I've been seeing this guy seriously for two and a half years. But he had a long-distance female friend that I didn't like.
She initiated the tension by sarcastically commenting on a picture he posted of me on his Instagram.
I felt he was always taking her side, and blamed me for a verbal confrontation that ensued.
I told him to cut ties with her because she was getting between us.
Note: he’s only seen her two-to-three times in person.
She lives two hours away, so they don't ever see each other, nor would they go out of their way to meet.
Recently, I discovered he’d been in contact with her again (when he and I weren't on good terms).
They’d never date, so I don't feel threatened by her in that way, but it bothers me that she created problems and he still keeps contact.
He's stated that he's not picking sides, which hurts me because she outright disrespected me and he doesn't seem concerned.
Is that grounds for relationship termination (lol)?

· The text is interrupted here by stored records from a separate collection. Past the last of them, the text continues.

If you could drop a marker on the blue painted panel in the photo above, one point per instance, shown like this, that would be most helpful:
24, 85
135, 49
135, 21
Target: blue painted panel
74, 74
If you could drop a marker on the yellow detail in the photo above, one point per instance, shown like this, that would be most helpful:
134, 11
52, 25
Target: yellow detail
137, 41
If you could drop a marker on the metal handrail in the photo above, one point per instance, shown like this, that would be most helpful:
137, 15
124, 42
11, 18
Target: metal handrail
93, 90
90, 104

It doesn’t always matter whether the “grounds for termination” are valid… what does matter is who’s stubbornness is going to win out and ruin the relationship anyway.

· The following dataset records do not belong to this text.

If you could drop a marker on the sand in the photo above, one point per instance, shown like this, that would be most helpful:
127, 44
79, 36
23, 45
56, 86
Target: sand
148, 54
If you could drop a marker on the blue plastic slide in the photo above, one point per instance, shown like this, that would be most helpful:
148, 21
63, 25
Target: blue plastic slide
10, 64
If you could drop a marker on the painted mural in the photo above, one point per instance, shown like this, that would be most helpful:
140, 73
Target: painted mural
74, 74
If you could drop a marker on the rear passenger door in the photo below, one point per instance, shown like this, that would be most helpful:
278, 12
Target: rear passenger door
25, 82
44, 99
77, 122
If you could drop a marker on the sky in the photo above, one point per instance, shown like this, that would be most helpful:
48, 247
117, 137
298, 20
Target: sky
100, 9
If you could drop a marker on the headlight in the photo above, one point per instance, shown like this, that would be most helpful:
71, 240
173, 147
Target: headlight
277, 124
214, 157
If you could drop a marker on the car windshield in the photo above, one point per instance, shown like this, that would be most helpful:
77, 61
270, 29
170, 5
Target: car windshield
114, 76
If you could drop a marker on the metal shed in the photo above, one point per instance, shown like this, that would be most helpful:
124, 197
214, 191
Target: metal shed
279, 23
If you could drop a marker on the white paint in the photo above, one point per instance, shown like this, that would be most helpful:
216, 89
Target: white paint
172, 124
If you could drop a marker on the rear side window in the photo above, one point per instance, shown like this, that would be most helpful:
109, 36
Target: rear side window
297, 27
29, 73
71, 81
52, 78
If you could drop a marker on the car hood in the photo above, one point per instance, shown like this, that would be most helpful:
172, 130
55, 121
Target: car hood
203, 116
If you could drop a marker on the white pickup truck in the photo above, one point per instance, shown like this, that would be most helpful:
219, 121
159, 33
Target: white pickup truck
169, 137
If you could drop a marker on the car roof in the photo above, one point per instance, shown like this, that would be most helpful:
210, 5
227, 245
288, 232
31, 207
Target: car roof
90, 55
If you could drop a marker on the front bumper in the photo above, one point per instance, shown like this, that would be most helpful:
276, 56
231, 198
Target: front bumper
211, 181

This is a control issue, not a rivalry.
Yes, she’s a troublemaker, but you’re giving her too much place in his life by going on about her.

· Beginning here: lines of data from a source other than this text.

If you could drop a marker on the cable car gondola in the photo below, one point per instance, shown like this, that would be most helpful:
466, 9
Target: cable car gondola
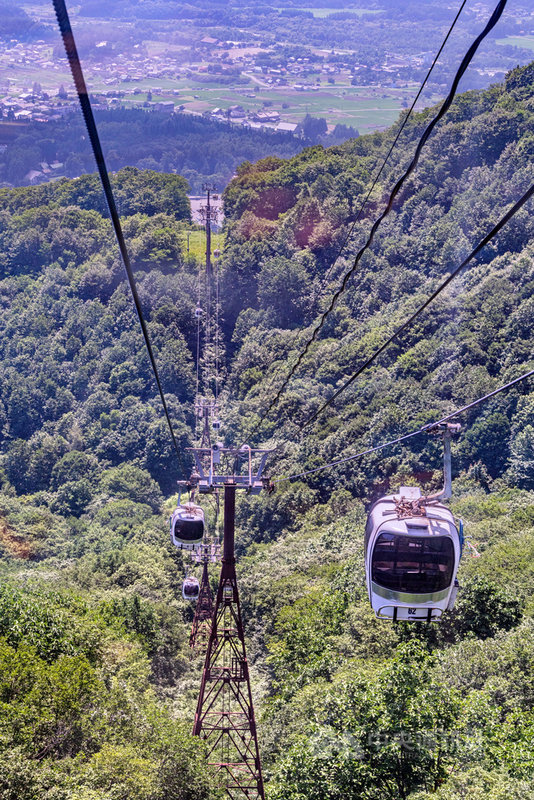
412, 553
190, 588
187, 526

So he’s holding onto his rights to having this “friend.”
Her contact with him bugs you but isn’t leading to anything worse… unless you push him towards her.
Drop all mention of her, work on your relationship together. If it progresses, she’ll naturally fade from the scene.
I’m a late-50s male with two surviving and reasonably healthy parents in their early-80s.
They’re both good people, but their my-way-or-the-highway approach led me to leave home suddenly at 18.
Rancour over my quest for independence continued for decades.
By contrast, my seven-years younger brother remained at home until almost 40, paid little room and board, and built enough savings to enter the housing market while I’m still a renter.
My parents and brother sit on $1.5 million in property alone, while I have just $90,000 in RRSPs and no corporate pensions.
My relations with them have been rollercoaster-like - good, bad and indifferent.
But it’s generally bad with my brother, who sports a worldly attitude despite his protected past.
We’ll both ultimately have to "represent" for our family at a funeral, but I often ponder how it’ll unravel.
As the oldest son, I’ll feel a responsibility to deliver eulogies, but wonder how I should handle it.
Should I leave it at the feet of my arrogant brother and wash my hands of it?
I fear that when it comes time to come together, my brother and I will end up fighting.
You’re ruminating on worst-case scenarios instead of living your life as fully as you can.
You are independent and should be proud of it. You couldn’t have lived as your brother did.
But worrying about funerals and eulogies-as-disclosure, borders on becoming depressed.
Say about your parents what they deserve – “they’re both good people.”
Also, remember that they did the best they could with the resources they had at the time. Their way was to be protective.
Meanwhile, in their still-healthy years, you can spend some time learning about their own upbringing and the social forces of the time that shaped them.
Regarding your brother, you’re different, have separate lives. There’s little to fight about unless you go looking for it.
FEEDBACK Regarding the boyfriend who’ll never invite his girlfriend to his place (April 7):
Reader – “While it's possible that the boyfriend’s hiding something, it's more likely that the girlfriend has a nicer place.
“She may be a clean freak and he’s just a messy person and embarrassed by it.
“I’m also very messy and I explain that to potential partners before they come over. If it's an issue for them, they can move on.
“This girlfriend should be more understanding.
“If she loves him, then she needs to make him feel comfortable with the fact that he might be super messy.
“And she has to reassure him that she won’t judge or criticize him in any way, and that she just wants to be a part of his life.
“No mention to help him clean or give advice, just accept him.
“I have a super busy life and cleaning is not my top priority.”
Tip of the day:
Trying to control a partner’s casual (non-romantic) contacts can push your mate away.